Enhancing the hydrogen evolution reaction by non-precious transition metal (Non-metal) atom doping in defective MoSi2N4 monolayer

• Published in: Applied surface science Vol. 563; p. 150388
• Main Authors: Xiao, Chengwei, Sa, Rongjian, Cui, Zhitao, Gao, Shuaishuai, Du, Wei, Sun, Xueqin, Zhang, Xintao, Li, Qiaohong, Ma, Zuju
• Format: Journal Article
• Language: English
• Published: Elsevier B.V 15.10.2021
• Subjects: DFT; Doping; HER; MoSi2N4 monolayer; DFT; HER; MoSi2N4 monolayer; Doping
• ISSN: 0169-4332; 1873-5584
• DOI: 10.1016/j.apsusc.2021.150388

[Display omitted] •The HER performance of the MoSi2N4 monolayer with non-noble metal (non-metal) doping.•The O, P, Fe and Nb doped MoSi2N4 present a near-zero ΔGH.•The “states filling” model well explains the novel HER activities.•The energy level of the first unoccupied states modulates the hydrogen binding strength.
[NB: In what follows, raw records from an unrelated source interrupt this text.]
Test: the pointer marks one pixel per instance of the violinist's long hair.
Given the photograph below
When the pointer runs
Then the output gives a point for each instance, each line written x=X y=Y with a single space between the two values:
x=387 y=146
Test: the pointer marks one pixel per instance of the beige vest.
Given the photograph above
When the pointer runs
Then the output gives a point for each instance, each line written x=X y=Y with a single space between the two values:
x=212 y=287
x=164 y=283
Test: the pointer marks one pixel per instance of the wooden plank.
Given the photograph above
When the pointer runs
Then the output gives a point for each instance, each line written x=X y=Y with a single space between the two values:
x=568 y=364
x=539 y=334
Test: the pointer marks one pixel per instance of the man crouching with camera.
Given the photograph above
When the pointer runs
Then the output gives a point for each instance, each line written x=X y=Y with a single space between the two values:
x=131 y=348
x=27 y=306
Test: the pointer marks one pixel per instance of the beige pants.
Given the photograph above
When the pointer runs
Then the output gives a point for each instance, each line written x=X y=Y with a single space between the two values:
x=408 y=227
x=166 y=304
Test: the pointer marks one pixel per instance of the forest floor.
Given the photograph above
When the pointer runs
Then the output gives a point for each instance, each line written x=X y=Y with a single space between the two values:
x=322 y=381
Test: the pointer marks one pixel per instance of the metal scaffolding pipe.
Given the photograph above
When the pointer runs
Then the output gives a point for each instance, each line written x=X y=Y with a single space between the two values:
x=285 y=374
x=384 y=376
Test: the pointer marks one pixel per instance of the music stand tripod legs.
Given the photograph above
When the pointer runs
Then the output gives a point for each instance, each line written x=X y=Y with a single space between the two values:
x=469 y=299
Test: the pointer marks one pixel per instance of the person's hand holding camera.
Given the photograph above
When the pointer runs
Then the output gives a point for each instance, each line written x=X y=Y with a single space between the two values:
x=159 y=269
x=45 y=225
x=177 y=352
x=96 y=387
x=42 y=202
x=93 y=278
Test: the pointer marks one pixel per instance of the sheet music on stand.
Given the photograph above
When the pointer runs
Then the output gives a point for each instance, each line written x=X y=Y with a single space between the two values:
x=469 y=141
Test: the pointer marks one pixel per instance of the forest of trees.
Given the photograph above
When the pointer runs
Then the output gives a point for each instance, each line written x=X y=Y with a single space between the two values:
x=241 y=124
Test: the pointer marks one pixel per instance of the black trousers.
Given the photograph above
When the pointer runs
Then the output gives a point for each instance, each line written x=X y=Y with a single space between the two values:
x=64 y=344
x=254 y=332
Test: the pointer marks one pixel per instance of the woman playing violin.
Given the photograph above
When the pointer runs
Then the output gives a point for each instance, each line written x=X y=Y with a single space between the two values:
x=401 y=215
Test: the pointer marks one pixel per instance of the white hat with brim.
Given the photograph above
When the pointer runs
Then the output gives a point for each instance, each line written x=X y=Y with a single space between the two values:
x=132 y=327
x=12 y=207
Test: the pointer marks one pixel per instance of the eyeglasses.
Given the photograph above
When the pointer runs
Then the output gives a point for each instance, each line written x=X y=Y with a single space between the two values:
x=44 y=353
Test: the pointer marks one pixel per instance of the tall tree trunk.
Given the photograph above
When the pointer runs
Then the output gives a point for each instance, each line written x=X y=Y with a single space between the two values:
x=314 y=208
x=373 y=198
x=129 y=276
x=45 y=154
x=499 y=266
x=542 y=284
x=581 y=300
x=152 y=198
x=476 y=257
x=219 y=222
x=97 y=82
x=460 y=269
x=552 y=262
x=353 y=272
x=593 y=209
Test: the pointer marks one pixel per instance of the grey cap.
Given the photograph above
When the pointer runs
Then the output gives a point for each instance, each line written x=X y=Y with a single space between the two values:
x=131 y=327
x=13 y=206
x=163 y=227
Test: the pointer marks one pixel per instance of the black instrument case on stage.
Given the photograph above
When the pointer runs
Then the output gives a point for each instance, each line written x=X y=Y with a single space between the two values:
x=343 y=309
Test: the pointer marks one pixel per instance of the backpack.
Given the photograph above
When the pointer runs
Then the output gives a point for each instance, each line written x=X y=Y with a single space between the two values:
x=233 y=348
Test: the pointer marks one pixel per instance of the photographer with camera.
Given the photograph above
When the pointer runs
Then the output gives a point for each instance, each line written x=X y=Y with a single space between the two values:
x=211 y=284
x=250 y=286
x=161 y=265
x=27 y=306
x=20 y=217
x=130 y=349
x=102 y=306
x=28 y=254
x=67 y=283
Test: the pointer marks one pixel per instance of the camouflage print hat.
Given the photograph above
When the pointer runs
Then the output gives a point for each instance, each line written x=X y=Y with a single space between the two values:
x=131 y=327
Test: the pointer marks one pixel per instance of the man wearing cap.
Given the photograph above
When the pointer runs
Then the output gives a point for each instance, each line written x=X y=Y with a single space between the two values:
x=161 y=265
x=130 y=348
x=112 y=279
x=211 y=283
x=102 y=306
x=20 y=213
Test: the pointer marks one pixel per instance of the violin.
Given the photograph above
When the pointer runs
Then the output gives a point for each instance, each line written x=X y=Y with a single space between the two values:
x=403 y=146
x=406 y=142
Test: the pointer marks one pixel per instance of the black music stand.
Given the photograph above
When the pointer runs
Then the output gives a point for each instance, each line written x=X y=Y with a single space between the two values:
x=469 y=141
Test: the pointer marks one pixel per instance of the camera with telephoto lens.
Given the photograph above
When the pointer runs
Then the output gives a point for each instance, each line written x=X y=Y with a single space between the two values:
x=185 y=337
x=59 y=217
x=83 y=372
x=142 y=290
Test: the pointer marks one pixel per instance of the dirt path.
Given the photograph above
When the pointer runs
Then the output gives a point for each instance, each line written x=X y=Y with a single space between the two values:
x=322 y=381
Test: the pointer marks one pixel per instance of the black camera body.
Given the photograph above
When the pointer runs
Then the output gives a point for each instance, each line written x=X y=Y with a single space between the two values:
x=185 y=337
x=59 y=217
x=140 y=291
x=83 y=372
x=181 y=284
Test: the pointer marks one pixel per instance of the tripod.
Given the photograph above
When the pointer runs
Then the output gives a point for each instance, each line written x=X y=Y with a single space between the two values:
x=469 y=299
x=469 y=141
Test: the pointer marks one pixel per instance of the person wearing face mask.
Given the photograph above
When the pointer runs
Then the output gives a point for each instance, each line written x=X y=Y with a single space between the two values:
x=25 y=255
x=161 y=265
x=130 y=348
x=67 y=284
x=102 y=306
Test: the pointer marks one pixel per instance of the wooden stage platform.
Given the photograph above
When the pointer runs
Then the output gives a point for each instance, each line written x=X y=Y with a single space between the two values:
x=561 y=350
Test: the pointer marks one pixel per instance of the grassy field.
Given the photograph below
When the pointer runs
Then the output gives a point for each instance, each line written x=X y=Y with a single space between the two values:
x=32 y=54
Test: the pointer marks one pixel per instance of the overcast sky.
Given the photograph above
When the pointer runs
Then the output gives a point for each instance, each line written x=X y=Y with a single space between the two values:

Two-dimensional (2D) hydrogen evolution reaction (HER) electrocatalysts have attracted great attention due to their unique electronic properties and high activities. Recently, a new 2D monolayer material of MoSi2N4 has been successfully synthesized and its semiconducting property and excellent ambient stability have also been demonstrated (Science 2020, 369, 670). Here, a systematic screening of catalysts for HER among N- and Si-defective MoSi2N4-supported single non-precious transition metal (TM) and non-metal (NM) atom catalysts is performed by means of density functional theory (DFT) calculations. Interestingly, the single O/P/Fe/Nb atom doped N-(Si-) defective MoSi2N4 monolayer were found to possess excellent HER performance presenting a near-zero ΔGH, which is comparable to or even better than the state-of-the-art Pt-based materials. Moreover, the novel HER activities of some TM doped structures were explained by the “states filling” model. The energy level of the first available unoccupied states for accommodating hydrogen drops after the introduction of TM atom, which modulates the hydrogen binding strength. This work opens the door for the application of MoSi2N4 monolayer and other related 2D materials in the field of energy conversion.